In an injured patient, chest tube insertion may be lifesaving. It facilitates the evacuation of fluids, prevents the development of tension pneumothorax or tamponades and promotes lung re-expansion while improving respiratory function [7]. In civilian trauma practice, the American College of Surgeons recommends needle decompression of tension pneumothoraces at the second intercostal space in the midclavicular line during the primary survey. This should be immediately followed by formal chest tube placement, with placement of a large-bore catheter [8]. However, the use of this approach seems to have developed in the absence of a sound evidence base for efficacy and was probably advocated and has been used widely because of ease of access. This approach is time-consuming, requires training and expertise and has a high failure rate, both inside and outside of the hospital setting [9, 10]. An alternative approach beyond the conventional one is definitely needed. The ThoraXS device was designed to provide a safer, blade-free, rapid and easy-to-use method for chest tube insertion, and we believe it has the potential to revolutionize the way chest trauma patients are managed. Patients with an indication for chest tube placement present in several ways—while some have clear clinical indications for immediate chest tube insertion (respiratory or hemodynamic instability/penetrating chest wound injury), others present with a degree of stability that allows the physician to seek optimal conditions. The use of the ThoraXS device, if proven effective, would potentially facilitate pre-hospital treatment of tension pneumothorax, replacing the ineffective needle decompression method. Moreover, the ThoraXS device may impact the threshold for intervention towards pre-hospital chest tube placement even in more stable patients that bear a clear indication for chest tube. It may also prove to be efficacious for the management of different pathologies as it can be easily positioned facing the lung apex for ideal drainage of air (in case of pneumothorax) or otherwise facing the lung base for a more effective drainage of blood (in case of hemothorax). Its unique structure and mechanism of action makes it easy to apply to patients of different body sizes and ages (pediatric and adults).

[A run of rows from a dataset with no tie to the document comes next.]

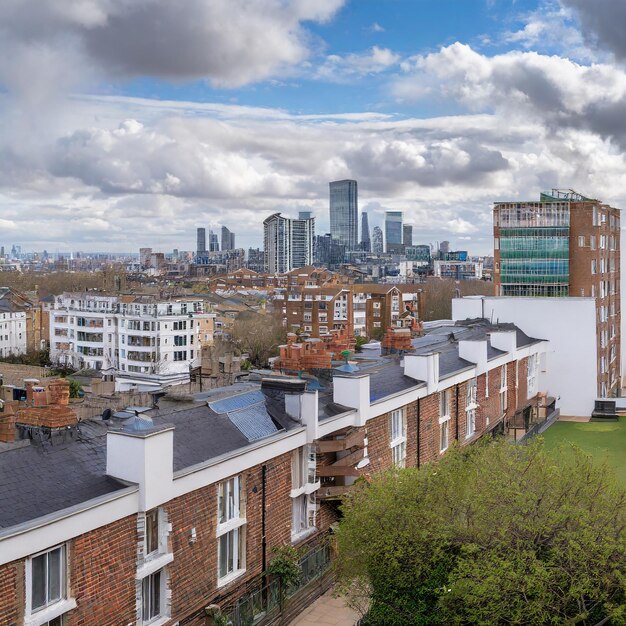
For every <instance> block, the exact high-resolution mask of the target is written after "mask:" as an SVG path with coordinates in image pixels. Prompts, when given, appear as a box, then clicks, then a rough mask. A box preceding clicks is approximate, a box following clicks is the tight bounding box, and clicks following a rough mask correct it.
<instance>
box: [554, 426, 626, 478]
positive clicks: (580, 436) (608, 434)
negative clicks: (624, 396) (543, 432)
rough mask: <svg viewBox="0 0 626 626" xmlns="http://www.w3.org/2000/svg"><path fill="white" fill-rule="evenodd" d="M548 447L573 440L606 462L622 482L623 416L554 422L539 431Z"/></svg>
mask: <svg viewBox="0 0 626 626" xmlns="http://www.w3.org/2000/svg"><path fill="white" fill-rule="evenodd" d="M543 437H544V439H545V442H546V447H547V448H548V449H550V448H554V447H556V446H558V445H559V444H560V443H563V442H571V443H575V444H576V445H577V446H579V447H580V448H581V449H582V450H584V451H585V452H587V453H588V454H591V455H592V456H593V457H594V458H595V459H597V460H598V461H600V462H606V463H607V464H608V465H610V466H611V467H613V468H614V469H615V473H616V474H617V476H618V477H619V479H620V480H621V481H622V484H623V485H624V486H626V417H621V418H620V420H619V422H606V423H601V422H600V423H599V422H586V423H581V422H556V423H555V424H553V425H552V426H550V428H548V430H546V431H545V432H544V433H543Z"/></svg>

Our clinical experience with the device is still limited, and essential information on the operating characteristics and reliability of the device are yet to be determined. Nevertheless, our main aim at the current stage of development is proof of concept. Further experiments and clinical trials are required to support the superiority of the ThoraXS device over conventional chest tube insertion in terms of safety and efficacy. Similar to the conventional chest tube insertion technique, use of the ThoraXS device carries a potential risk of injuring intercostal and intrathoracic vasculature, as well as internal organs in the chest or abdomen. It is essential that medical teams receive proper training that focuses on general peri-procedural, operative, and safety-oriented aspects before attempting to use the device.
The device is currently in its final design and development stage. Our next step is to conduct a larger-scale pre-clinical trial in an animal model, and then proceed to a clinical trial. The safety profile, efficacy and healthcare economic benefit remain to be demonstrated.